Atalanta was focused on tightening the lacings. ‘If the drakonis catches you,’ she said. ‘It won’t matter what kind of armour you’re wearing.’
When she was finished, she took me by the shoulders. ‘Iwon’t tell you not to be afraid,’ she said fiercely. ‘You won’t have time for it. That creature will be on you before you can blink, and you’d better not disgrace us both by forgetting everything I taught you. May Artemis Far-Shooter bless you.’ With that, she sent me out of the tent.
I went alone to the monster’s glade. The softness of the morning light was a gentle lie over the menace of this place and the ugliness of the task that lay ahead of me. My boots brushed through grass still wet with dew, and I knew I had arrived at the right place when I heard the singing of the birds lapse into silence. As Atalanta had taught me, this was the first sign of danger.

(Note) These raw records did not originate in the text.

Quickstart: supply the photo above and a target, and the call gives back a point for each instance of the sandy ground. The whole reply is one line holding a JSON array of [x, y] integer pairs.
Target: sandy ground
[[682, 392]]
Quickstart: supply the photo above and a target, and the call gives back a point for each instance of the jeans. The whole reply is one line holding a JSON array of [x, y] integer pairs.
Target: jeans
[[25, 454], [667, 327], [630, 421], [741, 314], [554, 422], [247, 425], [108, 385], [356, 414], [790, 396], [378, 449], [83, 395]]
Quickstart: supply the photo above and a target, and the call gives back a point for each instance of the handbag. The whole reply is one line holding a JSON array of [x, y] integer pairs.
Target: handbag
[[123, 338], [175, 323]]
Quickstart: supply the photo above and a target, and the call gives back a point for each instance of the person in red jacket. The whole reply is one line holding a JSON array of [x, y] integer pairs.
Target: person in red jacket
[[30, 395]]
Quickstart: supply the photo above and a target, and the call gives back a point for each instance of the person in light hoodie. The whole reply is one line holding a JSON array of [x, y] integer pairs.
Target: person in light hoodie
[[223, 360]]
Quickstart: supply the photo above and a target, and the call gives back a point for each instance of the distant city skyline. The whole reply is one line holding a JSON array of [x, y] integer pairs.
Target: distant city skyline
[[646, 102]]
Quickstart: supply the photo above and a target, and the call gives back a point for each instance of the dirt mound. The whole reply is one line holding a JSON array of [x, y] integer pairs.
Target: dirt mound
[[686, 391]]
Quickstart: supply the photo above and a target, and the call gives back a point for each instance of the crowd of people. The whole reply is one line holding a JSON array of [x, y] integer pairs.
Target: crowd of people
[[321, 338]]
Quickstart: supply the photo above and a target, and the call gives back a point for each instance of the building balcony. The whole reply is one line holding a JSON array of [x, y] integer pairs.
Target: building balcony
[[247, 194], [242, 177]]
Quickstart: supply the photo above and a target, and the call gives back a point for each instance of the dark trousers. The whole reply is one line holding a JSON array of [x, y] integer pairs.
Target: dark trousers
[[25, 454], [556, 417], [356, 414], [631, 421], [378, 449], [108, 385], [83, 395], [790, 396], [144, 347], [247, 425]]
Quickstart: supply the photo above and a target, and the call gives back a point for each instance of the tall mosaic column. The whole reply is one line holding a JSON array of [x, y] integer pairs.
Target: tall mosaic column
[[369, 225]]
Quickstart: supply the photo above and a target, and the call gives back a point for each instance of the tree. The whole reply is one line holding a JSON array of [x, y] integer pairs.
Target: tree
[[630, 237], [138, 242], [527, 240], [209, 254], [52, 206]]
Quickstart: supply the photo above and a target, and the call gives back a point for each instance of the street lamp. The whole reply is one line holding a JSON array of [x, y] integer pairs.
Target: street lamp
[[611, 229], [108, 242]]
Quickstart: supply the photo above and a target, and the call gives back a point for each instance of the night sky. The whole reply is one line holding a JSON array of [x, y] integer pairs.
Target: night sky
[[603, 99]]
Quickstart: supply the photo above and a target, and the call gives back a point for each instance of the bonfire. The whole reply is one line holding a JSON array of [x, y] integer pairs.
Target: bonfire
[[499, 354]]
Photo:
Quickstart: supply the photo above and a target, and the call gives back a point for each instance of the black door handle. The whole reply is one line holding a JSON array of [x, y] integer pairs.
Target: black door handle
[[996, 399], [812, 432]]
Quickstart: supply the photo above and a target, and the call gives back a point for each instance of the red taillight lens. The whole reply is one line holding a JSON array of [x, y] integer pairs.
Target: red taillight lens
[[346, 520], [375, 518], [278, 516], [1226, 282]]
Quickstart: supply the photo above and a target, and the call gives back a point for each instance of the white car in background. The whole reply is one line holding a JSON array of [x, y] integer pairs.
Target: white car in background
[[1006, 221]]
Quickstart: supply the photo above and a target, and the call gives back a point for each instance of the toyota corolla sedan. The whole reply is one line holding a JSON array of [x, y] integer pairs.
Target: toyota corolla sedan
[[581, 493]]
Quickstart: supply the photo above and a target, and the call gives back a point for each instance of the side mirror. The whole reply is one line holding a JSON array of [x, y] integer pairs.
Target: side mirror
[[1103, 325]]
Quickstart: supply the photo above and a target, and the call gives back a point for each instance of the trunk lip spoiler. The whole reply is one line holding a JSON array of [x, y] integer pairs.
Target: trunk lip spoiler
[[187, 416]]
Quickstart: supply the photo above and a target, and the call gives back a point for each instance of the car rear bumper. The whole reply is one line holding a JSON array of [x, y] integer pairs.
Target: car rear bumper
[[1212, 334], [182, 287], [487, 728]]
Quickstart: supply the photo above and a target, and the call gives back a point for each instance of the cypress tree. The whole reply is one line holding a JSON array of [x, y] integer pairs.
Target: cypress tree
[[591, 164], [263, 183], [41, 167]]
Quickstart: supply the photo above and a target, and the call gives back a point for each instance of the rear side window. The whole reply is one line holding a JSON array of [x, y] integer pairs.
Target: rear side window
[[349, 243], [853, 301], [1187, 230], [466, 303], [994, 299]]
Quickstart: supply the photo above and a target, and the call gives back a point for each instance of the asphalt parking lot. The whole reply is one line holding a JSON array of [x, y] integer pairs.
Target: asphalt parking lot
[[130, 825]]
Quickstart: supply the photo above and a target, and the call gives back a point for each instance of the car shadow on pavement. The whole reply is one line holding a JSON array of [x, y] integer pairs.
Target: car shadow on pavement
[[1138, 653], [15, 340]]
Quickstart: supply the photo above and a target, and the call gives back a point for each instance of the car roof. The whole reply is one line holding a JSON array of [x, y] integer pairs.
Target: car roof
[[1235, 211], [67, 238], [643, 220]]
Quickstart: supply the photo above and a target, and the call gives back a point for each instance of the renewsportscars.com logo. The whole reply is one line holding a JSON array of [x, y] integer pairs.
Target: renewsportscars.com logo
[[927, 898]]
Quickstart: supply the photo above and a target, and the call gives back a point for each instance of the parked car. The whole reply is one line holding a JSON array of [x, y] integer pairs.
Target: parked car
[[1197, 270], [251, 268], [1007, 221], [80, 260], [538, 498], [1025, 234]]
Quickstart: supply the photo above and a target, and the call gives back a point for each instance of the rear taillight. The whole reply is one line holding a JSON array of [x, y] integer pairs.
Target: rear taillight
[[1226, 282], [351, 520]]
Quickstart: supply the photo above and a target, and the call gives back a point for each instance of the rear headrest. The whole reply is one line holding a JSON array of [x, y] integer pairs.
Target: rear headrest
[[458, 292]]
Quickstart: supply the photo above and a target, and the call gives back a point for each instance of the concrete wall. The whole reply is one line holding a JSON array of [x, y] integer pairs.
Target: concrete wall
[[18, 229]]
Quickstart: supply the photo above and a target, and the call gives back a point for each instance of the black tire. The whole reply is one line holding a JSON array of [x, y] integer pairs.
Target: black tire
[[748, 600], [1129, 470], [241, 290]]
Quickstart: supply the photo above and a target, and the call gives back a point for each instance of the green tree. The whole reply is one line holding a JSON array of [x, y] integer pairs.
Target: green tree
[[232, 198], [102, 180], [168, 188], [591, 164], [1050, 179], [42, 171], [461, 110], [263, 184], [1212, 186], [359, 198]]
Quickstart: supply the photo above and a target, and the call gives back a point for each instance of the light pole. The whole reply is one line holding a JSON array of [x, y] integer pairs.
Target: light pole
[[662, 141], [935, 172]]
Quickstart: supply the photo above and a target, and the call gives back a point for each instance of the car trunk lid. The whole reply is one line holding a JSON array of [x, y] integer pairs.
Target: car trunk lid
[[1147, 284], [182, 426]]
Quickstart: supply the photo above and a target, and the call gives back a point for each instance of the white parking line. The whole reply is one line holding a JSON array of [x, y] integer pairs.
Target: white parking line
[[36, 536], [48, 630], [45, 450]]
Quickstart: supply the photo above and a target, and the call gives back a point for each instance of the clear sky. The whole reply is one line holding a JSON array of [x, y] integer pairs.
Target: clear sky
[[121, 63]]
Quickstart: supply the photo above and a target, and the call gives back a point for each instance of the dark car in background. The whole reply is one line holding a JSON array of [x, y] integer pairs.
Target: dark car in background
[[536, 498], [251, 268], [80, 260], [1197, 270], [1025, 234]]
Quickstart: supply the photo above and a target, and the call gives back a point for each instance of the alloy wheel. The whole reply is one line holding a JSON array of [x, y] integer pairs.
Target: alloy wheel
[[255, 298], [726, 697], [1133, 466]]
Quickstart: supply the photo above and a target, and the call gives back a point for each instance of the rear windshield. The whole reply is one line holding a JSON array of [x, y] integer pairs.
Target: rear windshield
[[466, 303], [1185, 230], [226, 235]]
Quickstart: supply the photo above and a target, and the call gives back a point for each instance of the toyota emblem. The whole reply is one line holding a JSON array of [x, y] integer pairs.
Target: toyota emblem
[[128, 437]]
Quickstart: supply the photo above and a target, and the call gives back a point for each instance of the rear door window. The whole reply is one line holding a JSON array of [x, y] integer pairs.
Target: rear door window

I climbed up the low hill and saw the drakonis sunning itself lazily in the first rays of morning. Gods, it was enormous! Why hadn’t anyone told me how big it was? Indeed, it looked like an ordinary snake, but each of its fat coils was as wide as the walls of Mycenae, and its wide mouth could swallow me as easily as a man eats an olive. I could see the muscles rippling under its scales and knew with sick certainty that the drakonis could move with all the lightning speed of its smaller cousins. The creature shifted its head to drink in the sunlight and revealed a set of fangs the length of my arm. Those teeth, I knew, excreted a poison that melted stone and caused death with excruciating slowness.
Dread chilled my bones. I wondered if my legend would end before it had the chance to begin, but I quickly pushed this idea from my mind.
I scaled a nearby tree. Gripping the trunk with my legs, I pulled an arrow from my quiver and took aim at one of the drakonis’s eyes, which blinked in leisurely stupefaction. I let fly, and there was a terrible scream that rattled the hills and shattered the serenity of the glade. An arrow protruding fromits eye, the drakonis thrashed about in agony and cracked fragile saplings with its tail.
I took aim and fired again, registering another scream as my arrow took out the beast’s remaining eye. I scrambled down the tree and pulled my sword free from its sheath, ready to finish what I had started. But I made a grave miscalculation: Like a snake, a drakonis doesn’t rely on sight alone to hunt.
The beast’s tongue flicked through the air and its head swung towards me, blocking the weak sunlight from the little grove. I saw those liquid muscles tense, and that was my only warning. I rolled out of the way just as the drakonis’s fangs struck the place I had been standing only moments before.
I remembered my training and was on my feet in a heartbeat. I knew from Atalanta’s lessons that when a snake strikes, it commits all it has to the blow. With no arms or legs, it must take a few moments to gather itself up. I had a few heartbeats, perhaps less, in which to make my move.
I swung my sword, cutting a gash in the soft flesh just behind the drakonis’s head. I felt the blade skim across bone before I pulled free, and the resistance made me stagger.
A gout of blood drenched me, warm as bathwater. When I leaped free, I dashed it out of my eyes with the back of my hand, ignoring the tang of copper on my tongue. Pedalling backwards, I watched the creature thrash in the dirt for a few more minutes, but slowly its movements stilled, and its eyes grew dull as old bronze. Perhaps I should have felt elated, but instead I only marvelled. It had all happened so quickly.